When arraigned, Garcia requested that the test and reference ampoules used in his breathalyzer test be produced. He was informed that in accordance with the standard police department procedure, both ampoules had been destroyed. Garcia then moved to suppress the results of the breathalyzer test as evidence. His motion was predicated on the contention that had the test and reference ampoules, or a separate sample of his breath, been preserved, he would have been able to submit those items for an independent test of his blood alcohol level. He contended that the test could have been conducted by experts of his own choosing and would have been available to impeach or verify the result indicated by the breathalyzer.

A stipulation appears in the record to establish that the breathalyzer machine which was used to test Garcia's breath was certified by the Colorado State Board of Health, was in proper working order, and was operated by a qualified person.

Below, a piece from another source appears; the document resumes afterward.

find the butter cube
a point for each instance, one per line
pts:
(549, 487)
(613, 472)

Expert testimony was produced in the trial court to establish the manner in which the breathalyzer machine was operated and the feasibility of maintaining the test and reference ampoules and a separate breath sample. There was conflicting testimony, but it was conceded that a sample of Garcia's breath could have been preserved at a minor expense by a number of methods. Experts called by the defense testified that the preservation of the test and reference ampoules would have enabled them to determine whether the proper amount of solution was in each vial and whether the proper amount of potassium dichromate was present in the solution, as well as whether the glass ampoules were of the correct diameter and free of imperfections. The defense expert testified that the standard solution (potassium dichromate), the glass ampoule's diameter, and the other factors which were outlined could have affected the accuracy of the test. It was also the opinion of the defense experts that the preservation of a breath sample would have enabled an independent laboratory test.

The trial court concluded that the test and reference ampoules could not easily be preserved and that, thus, the state was under no...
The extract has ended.